Le printemps de la souveraineté alimentaire

À la veille de l’ouverture du SIAM, le Maroc affiche un visage hydrique radicalement transformé. Après des années de stress chronique, le passage d’une gestion de la rareté à celle d’une volatilité extrême
impose une nouvelle lecture de la souveraineté alimentaire.
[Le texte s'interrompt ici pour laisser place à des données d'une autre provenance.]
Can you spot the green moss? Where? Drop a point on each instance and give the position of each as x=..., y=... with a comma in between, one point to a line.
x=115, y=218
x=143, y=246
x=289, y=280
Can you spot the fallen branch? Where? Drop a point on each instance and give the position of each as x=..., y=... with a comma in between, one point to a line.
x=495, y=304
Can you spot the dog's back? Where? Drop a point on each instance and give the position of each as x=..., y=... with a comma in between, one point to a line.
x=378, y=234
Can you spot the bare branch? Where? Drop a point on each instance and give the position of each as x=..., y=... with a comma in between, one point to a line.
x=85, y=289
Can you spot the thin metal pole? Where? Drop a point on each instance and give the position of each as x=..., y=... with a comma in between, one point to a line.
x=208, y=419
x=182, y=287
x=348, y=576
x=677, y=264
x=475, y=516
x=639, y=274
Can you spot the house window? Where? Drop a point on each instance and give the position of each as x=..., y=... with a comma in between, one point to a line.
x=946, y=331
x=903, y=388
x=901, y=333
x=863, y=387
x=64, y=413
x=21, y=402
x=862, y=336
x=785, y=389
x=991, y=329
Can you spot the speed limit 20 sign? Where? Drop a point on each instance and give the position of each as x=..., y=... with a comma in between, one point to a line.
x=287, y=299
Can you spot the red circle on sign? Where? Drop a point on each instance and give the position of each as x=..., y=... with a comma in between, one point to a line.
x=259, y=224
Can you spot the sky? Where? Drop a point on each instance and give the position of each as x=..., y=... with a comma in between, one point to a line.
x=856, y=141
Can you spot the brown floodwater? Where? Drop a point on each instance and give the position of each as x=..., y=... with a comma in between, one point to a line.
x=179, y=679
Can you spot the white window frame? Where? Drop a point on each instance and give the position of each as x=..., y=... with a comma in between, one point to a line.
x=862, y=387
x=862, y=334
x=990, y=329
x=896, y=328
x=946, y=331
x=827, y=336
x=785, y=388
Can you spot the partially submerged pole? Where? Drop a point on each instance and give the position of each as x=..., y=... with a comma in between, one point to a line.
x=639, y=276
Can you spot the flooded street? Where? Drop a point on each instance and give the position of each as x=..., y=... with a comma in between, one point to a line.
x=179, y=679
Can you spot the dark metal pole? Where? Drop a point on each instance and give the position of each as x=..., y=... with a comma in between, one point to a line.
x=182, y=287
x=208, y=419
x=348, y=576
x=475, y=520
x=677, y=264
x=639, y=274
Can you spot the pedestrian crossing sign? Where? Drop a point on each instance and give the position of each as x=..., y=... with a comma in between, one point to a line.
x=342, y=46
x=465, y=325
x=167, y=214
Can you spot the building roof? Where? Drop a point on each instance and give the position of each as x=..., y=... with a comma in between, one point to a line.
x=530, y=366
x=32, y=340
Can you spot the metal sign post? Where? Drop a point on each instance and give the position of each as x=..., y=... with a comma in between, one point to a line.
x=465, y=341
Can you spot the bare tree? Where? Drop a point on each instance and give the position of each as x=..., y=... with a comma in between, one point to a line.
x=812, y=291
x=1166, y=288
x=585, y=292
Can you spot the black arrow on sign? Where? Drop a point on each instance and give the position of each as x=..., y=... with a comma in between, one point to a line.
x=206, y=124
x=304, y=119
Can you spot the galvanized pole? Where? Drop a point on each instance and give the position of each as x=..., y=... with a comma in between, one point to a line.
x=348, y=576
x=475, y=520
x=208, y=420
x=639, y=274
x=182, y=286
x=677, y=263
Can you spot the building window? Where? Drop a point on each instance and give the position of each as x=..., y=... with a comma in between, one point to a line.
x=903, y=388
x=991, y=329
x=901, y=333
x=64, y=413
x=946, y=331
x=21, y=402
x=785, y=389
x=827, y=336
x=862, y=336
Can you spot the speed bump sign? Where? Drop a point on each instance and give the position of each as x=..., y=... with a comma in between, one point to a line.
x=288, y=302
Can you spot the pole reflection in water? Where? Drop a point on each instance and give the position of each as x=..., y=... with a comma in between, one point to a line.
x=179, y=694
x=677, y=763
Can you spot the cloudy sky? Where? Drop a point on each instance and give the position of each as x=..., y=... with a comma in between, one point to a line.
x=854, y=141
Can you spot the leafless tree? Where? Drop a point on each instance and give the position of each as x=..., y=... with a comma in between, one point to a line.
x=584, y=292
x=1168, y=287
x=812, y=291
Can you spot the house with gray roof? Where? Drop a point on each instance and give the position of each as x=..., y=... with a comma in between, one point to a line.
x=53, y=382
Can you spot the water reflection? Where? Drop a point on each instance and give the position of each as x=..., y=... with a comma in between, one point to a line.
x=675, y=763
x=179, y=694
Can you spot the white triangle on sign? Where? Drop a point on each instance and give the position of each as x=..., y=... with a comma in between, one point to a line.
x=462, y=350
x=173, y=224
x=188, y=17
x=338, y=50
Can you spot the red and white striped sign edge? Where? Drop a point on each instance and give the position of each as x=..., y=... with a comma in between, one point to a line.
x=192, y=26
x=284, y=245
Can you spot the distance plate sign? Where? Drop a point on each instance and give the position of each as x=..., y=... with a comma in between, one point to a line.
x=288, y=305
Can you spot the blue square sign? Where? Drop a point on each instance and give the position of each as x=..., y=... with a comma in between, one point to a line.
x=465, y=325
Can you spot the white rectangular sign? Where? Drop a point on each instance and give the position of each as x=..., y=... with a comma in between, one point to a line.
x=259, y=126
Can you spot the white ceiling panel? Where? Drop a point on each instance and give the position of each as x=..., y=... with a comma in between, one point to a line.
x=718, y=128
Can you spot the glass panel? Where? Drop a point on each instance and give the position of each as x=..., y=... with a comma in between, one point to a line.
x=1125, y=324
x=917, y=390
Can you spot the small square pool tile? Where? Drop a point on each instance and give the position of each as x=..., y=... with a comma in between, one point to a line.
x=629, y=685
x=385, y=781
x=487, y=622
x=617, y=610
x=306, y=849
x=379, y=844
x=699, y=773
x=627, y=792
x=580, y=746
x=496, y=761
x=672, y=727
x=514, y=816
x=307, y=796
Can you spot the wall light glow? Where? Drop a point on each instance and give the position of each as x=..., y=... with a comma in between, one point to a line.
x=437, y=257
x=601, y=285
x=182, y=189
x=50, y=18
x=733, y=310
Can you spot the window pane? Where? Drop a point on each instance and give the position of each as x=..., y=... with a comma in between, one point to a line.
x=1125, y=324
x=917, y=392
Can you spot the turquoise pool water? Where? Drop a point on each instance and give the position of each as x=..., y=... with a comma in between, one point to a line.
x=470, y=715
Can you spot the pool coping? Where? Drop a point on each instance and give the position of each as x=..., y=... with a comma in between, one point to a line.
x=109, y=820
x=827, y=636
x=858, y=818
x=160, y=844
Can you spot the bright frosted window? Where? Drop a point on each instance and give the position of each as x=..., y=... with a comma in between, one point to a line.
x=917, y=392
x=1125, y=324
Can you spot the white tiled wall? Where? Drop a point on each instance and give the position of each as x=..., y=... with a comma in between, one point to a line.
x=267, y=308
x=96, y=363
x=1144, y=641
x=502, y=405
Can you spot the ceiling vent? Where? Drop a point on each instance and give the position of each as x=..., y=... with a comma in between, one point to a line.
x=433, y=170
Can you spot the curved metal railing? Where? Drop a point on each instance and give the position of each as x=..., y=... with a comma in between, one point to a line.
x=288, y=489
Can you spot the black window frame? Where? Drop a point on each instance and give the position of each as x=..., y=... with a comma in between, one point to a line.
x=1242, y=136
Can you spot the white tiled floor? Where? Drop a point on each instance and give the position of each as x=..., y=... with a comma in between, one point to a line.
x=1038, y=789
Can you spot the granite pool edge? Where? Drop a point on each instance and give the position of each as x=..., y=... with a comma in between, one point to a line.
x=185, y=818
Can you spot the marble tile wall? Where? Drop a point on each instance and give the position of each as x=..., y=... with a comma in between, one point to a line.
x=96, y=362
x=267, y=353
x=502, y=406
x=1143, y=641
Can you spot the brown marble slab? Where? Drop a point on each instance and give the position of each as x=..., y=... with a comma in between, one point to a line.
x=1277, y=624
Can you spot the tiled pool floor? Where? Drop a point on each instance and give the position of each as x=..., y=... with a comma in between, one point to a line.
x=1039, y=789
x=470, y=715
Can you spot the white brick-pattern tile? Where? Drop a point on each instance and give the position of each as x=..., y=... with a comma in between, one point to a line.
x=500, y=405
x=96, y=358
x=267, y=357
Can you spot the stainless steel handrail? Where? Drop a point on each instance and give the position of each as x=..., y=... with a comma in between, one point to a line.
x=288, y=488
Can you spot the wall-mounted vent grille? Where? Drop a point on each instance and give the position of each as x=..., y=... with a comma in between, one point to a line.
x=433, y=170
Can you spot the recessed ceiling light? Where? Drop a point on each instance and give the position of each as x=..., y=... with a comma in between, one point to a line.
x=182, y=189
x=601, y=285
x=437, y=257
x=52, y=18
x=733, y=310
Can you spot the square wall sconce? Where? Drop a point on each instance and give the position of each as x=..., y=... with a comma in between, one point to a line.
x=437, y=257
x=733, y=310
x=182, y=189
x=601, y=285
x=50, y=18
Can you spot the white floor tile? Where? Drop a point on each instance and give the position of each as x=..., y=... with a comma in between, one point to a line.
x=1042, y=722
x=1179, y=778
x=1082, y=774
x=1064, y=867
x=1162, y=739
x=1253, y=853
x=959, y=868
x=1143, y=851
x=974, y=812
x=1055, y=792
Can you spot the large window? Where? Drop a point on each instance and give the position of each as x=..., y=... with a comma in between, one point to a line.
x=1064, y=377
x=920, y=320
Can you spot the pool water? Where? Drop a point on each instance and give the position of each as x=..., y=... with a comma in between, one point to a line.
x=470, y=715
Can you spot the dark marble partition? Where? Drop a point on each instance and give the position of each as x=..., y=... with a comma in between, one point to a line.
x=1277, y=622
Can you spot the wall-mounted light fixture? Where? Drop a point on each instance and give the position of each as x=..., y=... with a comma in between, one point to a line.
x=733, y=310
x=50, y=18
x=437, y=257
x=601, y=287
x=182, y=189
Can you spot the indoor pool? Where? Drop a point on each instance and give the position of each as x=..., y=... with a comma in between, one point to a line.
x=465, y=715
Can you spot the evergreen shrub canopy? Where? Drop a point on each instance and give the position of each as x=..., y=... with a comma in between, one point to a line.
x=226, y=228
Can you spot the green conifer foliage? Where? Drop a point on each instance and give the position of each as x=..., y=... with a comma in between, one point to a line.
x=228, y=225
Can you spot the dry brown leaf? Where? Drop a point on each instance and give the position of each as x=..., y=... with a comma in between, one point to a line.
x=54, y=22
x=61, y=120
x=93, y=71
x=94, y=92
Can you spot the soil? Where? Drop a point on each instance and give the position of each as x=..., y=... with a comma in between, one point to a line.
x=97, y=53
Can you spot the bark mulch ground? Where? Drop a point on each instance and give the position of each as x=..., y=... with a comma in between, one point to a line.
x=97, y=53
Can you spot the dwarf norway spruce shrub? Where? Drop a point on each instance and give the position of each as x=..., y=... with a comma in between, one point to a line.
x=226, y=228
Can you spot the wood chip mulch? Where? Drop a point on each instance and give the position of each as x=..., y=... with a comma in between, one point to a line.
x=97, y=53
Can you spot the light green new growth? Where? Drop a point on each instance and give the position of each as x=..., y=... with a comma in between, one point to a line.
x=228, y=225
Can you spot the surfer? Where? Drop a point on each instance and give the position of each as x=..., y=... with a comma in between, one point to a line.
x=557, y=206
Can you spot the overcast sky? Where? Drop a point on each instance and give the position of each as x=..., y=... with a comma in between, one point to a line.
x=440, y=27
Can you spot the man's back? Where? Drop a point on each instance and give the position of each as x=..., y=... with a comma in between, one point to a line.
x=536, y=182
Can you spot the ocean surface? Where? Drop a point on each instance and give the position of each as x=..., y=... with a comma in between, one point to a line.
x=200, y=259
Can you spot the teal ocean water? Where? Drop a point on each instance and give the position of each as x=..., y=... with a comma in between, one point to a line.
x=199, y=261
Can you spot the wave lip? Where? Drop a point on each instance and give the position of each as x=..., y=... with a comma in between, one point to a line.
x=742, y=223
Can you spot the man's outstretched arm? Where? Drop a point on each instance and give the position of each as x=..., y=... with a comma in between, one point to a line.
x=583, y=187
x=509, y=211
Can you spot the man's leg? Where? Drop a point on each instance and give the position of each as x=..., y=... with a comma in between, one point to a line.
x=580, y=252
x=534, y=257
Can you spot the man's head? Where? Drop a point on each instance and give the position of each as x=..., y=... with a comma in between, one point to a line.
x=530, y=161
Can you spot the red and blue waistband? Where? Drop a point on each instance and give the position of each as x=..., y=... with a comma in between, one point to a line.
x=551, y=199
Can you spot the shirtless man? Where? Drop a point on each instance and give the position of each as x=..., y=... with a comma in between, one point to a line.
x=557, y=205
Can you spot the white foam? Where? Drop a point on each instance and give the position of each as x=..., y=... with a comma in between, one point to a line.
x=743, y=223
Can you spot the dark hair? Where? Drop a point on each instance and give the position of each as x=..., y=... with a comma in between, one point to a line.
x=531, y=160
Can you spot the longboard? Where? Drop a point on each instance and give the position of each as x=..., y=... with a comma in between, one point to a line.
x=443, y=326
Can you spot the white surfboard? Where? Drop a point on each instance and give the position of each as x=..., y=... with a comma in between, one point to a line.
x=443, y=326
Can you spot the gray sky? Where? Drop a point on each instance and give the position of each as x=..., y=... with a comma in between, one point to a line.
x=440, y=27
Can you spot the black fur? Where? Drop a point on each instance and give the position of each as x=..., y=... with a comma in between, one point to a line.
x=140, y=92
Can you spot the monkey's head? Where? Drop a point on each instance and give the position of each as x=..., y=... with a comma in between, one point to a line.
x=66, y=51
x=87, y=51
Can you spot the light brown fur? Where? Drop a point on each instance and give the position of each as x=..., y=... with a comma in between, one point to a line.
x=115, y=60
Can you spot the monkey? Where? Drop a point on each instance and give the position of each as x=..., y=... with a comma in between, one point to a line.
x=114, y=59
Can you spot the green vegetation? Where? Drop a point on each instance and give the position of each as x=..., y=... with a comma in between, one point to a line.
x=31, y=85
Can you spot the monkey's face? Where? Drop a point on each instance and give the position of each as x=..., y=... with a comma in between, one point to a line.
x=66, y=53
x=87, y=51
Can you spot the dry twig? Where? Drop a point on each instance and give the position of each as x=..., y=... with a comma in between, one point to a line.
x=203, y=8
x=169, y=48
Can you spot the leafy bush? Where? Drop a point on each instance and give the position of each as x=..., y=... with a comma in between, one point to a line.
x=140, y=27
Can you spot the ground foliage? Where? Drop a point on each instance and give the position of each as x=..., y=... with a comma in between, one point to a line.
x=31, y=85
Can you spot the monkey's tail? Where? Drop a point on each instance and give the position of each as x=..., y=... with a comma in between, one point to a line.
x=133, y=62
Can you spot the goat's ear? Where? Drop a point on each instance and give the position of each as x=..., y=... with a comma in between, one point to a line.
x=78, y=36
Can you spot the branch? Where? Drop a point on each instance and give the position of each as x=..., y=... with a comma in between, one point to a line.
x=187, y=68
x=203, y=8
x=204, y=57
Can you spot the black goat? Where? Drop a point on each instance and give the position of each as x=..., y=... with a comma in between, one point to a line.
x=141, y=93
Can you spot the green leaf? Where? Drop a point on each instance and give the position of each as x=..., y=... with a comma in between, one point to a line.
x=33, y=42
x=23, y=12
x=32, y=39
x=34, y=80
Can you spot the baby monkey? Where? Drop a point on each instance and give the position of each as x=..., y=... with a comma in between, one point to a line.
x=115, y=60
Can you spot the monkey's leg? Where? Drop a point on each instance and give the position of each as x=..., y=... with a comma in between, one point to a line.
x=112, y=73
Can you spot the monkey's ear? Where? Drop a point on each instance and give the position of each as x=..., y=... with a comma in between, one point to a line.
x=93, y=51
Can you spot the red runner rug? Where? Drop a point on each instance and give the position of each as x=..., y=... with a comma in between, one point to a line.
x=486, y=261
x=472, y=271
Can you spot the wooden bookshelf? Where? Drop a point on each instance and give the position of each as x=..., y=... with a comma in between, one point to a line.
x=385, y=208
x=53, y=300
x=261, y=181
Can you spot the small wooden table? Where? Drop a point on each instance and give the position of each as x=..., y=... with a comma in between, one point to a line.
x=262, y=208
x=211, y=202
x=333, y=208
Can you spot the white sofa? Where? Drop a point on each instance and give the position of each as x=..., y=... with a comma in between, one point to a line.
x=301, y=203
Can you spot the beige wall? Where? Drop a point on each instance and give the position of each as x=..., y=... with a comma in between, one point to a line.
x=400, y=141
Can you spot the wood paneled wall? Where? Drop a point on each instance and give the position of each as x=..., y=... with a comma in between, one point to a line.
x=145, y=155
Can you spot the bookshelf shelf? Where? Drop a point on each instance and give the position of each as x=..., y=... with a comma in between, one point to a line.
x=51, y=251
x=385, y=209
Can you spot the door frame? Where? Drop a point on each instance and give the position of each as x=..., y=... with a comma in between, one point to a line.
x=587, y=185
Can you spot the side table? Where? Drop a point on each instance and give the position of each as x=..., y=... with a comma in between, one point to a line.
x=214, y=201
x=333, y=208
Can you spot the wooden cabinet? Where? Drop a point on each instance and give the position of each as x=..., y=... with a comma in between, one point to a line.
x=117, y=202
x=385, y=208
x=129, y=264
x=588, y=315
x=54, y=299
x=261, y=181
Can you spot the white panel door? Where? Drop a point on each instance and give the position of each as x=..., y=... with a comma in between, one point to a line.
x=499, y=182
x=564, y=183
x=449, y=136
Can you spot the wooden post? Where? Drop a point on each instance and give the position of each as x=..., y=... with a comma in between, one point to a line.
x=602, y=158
L’ambiance dans les allées du bassin de Sahrij Souani à Meknès s’annonce cette année sous le signe du soulagement, mais d’un soulagement vigilant. Alors que la 18ème édition du SIAM s’ouvre ce 20 avril 2026 sous le thème de la « Durabilité de la production animale et souveraineté alimentaire », les chiffres tombent comme une pluie salvatrice.
L’embellie des barrages : 74,4 % de remplissage
Les données arrêtées au 6 avril 2026 marquent un tournant historique : le taux de remplissage global des barrages du Royaume a bondi à 74,4 %, totalisant plus de 12,8 milliards de m³. À titre de comparaison, le pays suffoquait à peine à 25 % à la même période l’an dernier.
Cette « bouffée d’oxygène » est particulièrement visible dans les bassins du Nord et du Centre. Cependant, ce retournement hydrique ne s’est pas fait sans heurts. Le début de l’année 2026 a été marqué par des épisodes pluviométriques extrêmes, entraînant des inondations localisées dans le Gharb et le Loukkos, où près de 105 000 hectares ont été impactés.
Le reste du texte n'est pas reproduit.